It is possible that the best model is one just based on engine_size. However, it is also possible that a model with combinations of variables performs better.
Next, the following knn models will be run and the RMSE will be compared to identify whether a single variable or a combination of variables works best to predict price.
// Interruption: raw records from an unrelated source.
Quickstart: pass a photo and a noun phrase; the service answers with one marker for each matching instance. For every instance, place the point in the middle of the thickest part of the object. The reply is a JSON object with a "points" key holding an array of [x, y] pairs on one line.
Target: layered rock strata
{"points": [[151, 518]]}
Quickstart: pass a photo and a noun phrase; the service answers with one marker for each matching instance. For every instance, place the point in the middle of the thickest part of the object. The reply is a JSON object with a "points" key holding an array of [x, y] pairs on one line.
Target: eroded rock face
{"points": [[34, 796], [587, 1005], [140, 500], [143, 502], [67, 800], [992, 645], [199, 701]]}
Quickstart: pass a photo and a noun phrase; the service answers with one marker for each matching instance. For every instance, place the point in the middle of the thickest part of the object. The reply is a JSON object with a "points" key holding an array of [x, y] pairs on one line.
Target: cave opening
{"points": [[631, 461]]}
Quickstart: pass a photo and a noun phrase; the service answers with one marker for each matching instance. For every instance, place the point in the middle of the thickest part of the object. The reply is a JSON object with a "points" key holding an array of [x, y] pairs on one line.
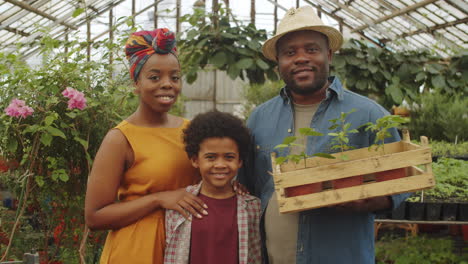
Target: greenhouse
{"points": [[313, 133]]}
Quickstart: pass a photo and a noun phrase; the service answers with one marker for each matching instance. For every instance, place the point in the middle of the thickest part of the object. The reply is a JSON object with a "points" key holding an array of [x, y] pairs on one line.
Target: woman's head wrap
{"points": [[142, 44]]}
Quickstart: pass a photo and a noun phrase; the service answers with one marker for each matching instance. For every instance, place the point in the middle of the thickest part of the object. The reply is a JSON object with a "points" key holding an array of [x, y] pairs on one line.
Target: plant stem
{"points": [[27, 191]]}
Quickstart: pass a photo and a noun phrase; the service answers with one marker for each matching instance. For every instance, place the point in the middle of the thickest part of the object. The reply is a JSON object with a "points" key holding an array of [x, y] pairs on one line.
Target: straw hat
{"points": [[302, 18]]}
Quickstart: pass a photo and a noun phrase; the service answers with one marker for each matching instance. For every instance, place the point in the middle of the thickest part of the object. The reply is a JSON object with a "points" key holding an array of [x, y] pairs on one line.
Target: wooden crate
{"points": [[403, 154]]}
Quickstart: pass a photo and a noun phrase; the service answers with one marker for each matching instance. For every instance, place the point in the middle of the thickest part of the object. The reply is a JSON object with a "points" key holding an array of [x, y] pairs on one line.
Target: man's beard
{"points": [[320, 80]]}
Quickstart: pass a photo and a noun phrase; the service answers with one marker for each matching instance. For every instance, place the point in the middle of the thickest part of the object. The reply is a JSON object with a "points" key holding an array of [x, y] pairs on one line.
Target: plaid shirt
{"points": [[178, 231]]}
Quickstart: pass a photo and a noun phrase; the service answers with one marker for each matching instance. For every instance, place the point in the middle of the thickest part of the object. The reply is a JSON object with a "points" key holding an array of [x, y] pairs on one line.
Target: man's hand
{"points": [[367, 205]]}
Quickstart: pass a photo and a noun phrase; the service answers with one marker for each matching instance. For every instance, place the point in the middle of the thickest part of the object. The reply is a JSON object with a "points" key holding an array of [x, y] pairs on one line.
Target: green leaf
{"points": [[324, 155], [219, 59], [64, 177], [307, 131], [280, 160], [373, 68], [246, 52], [201, 43], [191, 35], [12, 145], [272, 75], [244, 63], [56, 132], [344, 157], [281, 146], [78, 12], [228, 35], [289, 140], [39, 180], [420, 76], [83, 142], [72, 115], [46, 139], [31, 129], [191, 77], [233, 72], [49, 120], [263, 65], [387, 75], [253, 45], [438, 82], [395, 93], [361, 84]]}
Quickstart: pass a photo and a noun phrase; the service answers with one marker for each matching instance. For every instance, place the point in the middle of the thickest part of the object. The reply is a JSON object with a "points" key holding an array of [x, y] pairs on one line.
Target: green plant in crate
{"points": [[288, 142], [381, 127], [341, 138]]}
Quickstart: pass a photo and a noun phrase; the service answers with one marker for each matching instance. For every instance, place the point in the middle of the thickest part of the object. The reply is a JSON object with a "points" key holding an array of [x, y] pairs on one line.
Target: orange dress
{"points": [[161, 164]]}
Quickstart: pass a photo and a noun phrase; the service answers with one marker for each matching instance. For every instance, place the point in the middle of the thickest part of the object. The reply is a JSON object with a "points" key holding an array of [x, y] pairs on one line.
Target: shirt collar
{"points": [[335, 88]]}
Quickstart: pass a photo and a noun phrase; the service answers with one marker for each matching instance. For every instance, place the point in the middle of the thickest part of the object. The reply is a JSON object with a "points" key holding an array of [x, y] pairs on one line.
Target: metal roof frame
{"points": [[396, 24]]}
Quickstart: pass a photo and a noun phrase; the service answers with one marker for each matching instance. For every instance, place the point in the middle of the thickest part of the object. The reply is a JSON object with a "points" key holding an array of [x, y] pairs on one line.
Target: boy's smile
{"points": [[218, 162]]}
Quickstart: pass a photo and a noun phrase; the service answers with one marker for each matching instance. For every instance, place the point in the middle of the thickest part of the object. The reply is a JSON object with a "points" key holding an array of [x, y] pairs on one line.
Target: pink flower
{"points": [[76, 98], [18, 108]]}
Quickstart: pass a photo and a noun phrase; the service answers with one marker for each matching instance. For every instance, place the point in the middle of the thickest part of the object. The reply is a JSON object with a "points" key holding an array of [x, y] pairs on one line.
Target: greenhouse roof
{"points": [[441, 25]]}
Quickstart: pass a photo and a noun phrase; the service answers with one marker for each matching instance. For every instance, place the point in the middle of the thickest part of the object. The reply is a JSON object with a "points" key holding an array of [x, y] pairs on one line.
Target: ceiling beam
{"points": [[436, 27], [362, 18], [38, 12], [396, 13], [341, 21], [16, 31], [460, 5], [121, 22]]}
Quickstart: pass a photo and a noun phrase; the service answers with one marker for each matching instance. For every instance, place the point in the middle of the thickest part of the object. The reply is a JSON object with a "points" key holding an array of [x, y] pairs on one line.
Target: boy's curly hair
{"points": [[215, 124]]}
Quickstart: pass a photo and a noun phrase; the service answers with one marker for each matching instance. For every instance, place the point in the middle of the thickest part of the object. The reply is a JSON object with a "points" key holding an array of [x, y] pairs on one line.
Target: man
{"points": [[303, 48]]}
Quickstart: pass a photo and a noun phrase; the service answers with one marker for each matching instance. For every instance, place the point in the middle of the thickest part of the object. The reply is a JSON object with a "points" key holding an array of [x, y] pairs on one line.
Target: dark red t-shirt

model_C1 <- train(price ~ engine_size + city_mpg,
data = train_listings,
method = "knn",
trControl = train_control,
preProcess = c("center", "scale"),
tuneGrid = knn_grid)
comb1 <- model_C1[[4]]$RMSE
#knn model price ~ curb_Weight
model_C2 <- train(price ~ engine_size + city_mpg + horsepower,
data = train_listings,
method = "knn",
trControl = train_control,
preProcess = c("center", "scale"),
tuneGrid = knn_grid)
comb2 <- model_C2[[4]]$RMSE
#knn model price ~ engine_size
model_C3 <- train(price ~ engine_size + city_mpg + horsepower + highway_mpg,
data = train_listings,
method = "knn",
trControl = train_control,
preProcess = c("center", "scale"),
tuneGrid = knn_grid)
comb3 <- model_C3[[4]]$RMSE
#knn model price ~ num_cylinders
model_C4 <- train(price ~ engine_size + city_mpg + horsepower + highway_mpg + width,
data = train_listings,
method = "knn",
trControl = train_control,
preProcess = c("center", "scale"),
tuneGrid = knn_grid)
comb4 <- model_C4[[4]]$RMSE
#create a dataframe with all the RMSE from each variable from k = 1 to 20.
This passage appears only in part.